Plus de dix jours après l'agression de quatre de leurs confrères à Viry-Châtillon, dans l'Essonne, les gardiens de la paix ne décolèrent pas. Malgré les menaces de sanctions de leur hiérarchie et la mobilisation du gouvernement, plusieurs rassemblements spontanés ont à nouveau été organisés partout en France, dans la nuit de mercredi à jeudi. Parmi les revendications des policiers : une refonte des conditions dans lesquelles ils se trouvent, aux yeux de la loi, en état de légitime défense. Le débat ne date pas d'hier, mais trouve un nouveau souffle dans le contexte récent d'agressions fréquentes.
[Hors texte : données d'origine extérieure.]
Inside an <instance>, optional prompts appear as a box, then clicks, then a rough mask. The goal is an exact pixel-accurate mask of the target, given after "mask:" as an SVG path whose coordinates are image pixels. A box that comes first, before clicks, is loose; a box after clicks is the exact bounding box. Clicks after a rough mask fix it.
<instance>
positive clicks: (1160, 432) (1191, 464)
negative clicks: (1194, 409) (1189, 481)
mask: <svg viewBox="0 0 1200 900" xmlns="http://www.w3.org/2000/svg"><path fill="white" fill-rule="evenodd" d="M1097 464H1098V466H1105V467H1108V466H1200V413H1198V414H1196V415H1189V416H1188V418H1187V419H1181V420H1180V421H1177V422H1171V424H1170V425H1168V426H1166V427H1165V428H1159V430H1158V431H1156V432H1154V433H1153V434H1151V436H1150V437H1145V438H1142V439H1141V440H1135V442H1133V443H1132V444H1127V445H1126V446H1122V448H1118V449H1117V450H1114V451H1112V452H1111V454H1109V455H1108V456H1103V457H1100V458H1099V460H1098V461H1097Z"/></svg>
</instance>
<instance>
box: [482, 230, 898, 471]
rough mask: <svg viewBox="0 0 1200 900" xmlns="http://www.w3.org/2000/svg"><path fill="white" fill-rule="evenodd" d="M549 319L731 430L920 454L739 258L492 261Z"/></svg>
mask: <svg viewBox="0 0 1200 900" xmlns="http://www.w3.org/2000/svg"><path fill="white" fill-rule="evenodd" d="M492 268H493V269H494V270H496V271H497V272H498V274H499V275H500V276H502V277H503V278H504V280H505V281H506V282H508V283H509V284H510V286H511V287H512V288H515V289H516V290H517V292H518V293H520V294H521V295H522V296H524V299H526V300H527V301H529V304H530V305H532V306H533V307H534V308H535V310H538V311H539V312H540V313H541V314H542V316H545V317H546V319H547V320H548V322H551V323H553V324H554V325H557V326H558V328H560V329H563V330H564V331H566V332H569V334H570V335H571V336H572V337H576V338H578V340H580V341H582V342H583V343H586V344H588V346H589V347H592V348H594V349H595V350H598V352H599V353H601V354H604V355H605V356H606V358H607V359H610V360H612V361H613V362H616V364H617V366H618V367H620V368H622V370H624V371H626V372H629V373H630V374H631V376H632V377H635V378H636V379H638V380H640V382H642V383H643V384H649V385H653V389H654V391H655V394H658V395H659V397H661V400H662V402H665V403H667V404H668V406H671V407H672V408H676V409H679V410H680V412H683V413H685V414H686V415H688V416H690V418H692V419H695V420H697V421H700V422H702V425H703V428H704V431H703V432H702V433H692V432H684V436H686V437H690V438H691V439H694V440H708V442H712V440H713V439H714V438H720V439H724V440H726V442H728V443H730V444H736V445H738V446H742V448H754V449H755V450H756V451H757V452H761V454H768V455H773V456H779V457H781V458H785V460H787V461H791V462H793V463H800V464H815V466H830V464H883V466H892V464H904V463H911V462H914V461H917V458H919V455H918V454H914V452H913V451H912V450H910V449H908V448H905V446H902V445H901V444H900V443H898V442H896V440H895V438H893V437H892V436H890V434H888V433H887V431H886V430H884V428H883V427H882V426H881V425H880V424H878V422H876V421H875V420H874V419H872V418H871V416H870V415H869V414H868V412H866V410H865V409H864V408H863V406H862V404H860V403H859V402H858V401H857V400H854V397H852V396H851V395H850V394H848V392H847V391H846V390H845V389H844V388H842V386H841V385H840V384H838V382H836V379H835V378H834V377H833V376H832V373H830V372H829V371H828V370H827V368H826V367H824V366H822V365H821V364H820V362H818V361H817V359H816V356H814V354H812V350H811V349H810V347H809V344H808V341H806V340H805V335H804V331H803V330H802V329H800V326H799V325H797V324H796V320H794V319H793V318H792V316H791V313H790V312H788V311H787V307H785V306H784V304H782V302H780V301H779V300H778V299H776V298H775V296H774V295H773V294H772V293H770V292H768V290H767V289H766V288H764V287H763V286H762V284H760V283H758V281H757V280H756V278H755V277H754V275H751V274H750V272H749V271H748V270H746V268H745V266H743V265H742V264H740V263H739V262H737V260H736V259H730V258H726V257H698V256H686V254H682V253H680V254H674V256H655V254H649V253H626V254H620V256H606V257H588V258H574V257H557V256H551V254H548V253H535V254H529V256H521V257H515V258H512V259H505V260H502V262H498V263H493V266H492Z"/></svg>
Aucun régime particulier. "Il est anormal que les policiers soient soumis à la même règle qu'un simple citoyen alors qu'ils sont formés à l'usage de leur arme et se trouvent confrontés tous les jours à la violence de la rue", explique Frédéric Lagache, secrétaire général adjoint du syndicat Alliance, interrogé par Le Figaro. En effet, contrairement aux gendarmes, les policiers ne bénéficient d'aucun régime particulier en matière de légitime défense.
Comme tout citoyen, les gardiens de la paix sont renvoyés à l'article 122-5 du code pénal, qui accorde l'irresponsabilité à "la personne qui, devant une atteinte injustifiée envers elle-même ou autrui, accomplit, dans le même temps, un acte commandé par la nécessité de la légitime défense d'elle-même ou d'autrui". Le texte précise que les moyens employés doivent être proportionnels à "la gravité de la menace".
Une exception pour le terrorisme. Depuis 2012 et la mise en examen d'un policier qui avait tué un malfaiteur armé d'une balle dans le dos, à Noisy-le-Sec, des voix s'élèvent régulièrement pour demander la création d'un régime spécifique. Une revendication en partie satisfaite en juin dernier, lors de l'adoption de la loi renforçant la lutte contre le crime organisé. Son article 51 introduit de nouvelles conditions d'irresponsabilité pénale pour les policiers : ceux-ci sont considérés comme en situation de légitime défense lorsqu'ils utilisent leur arme "dans le but exclusif d'empêcher la réitération, dans un temps rapproché, d'un ou plusieurs meurtres ou tentatives de meurtres venant d'être commis (...)". Dans le viseur du législateur : les attaques de masses, comme celles de Charlie Hebdo ou du 13-Novembre.
Mais cela reste insuffisant, pour plusieurs représentants syndicaux et responsables politiques. "Aujourd'hui, il y a une telle tension, une telle situation, il y a de tels risques, que quelqu'un qui porte un uniforme est exposé", a estimé Nathalie Kosciusko-Morizet, candidate à la primaire de la droite, mercredi. "Dans certaines situations (...) on peut considérer que le risque est tel pour lui qu'on ne va pas attendre qu'il se fasse tirer dessus", a-t-elle poursuivi. Le député LR Eric Ciotti, à l'origine de deux propositions de loi rejetées par l'Assemblée nationale sur le sujet, avait tenu un discours similaire, mardi sur BFM TV, arguant qu'un policier "en danger" devait pouvoir "se défendre" après avoir effectué deux tirs de sommation.
Une "surenchère démagogique" pour la gauche. "On se focalise sur un point qui n'apporterait rien de plus à la sécurité des policiers", répond Pascal Popelin, rapporteur de la loi votée en juin dans le contexte des attentats. Interrogé par Europe1.fr, le député PS, spécialiste des questions de sécurité, dénonce une "surenchère démagogique" : "On voit bien que c'est une revendication de seulement certains syndicats et pas d'autres". Alliance et Synergie-officiers sont ceux qui portent le plus fréquemment ces revendications. D'après le rapporteur, un régime de légitime défense plus large pourrait, au contraire, "placer les policiers dans une situation d'insécurité judiciaire". "Il ne faut pas que le législateur crée un flou qui pourrait être préjudiciable aux fonctionnaires", explique-t-il. "Aller plus loin, ce serait mettre la justice dans une position de difficulté d'interprétation, avec les risques de condamnation qui s'en suivent."
Force est de constater que la jurisprudence existante est plutôt favorable aux forces de l'ordre. En 2012, une mission initiée par le ministère de l'Intérieur sur le sujet concluait que la justice prenait en compte "les sujétions particulières des forces de l'ordre (...) parce qu'elles interviennent dans des circonstances particulières, difficiles, que le juge apprécie au cas par cas".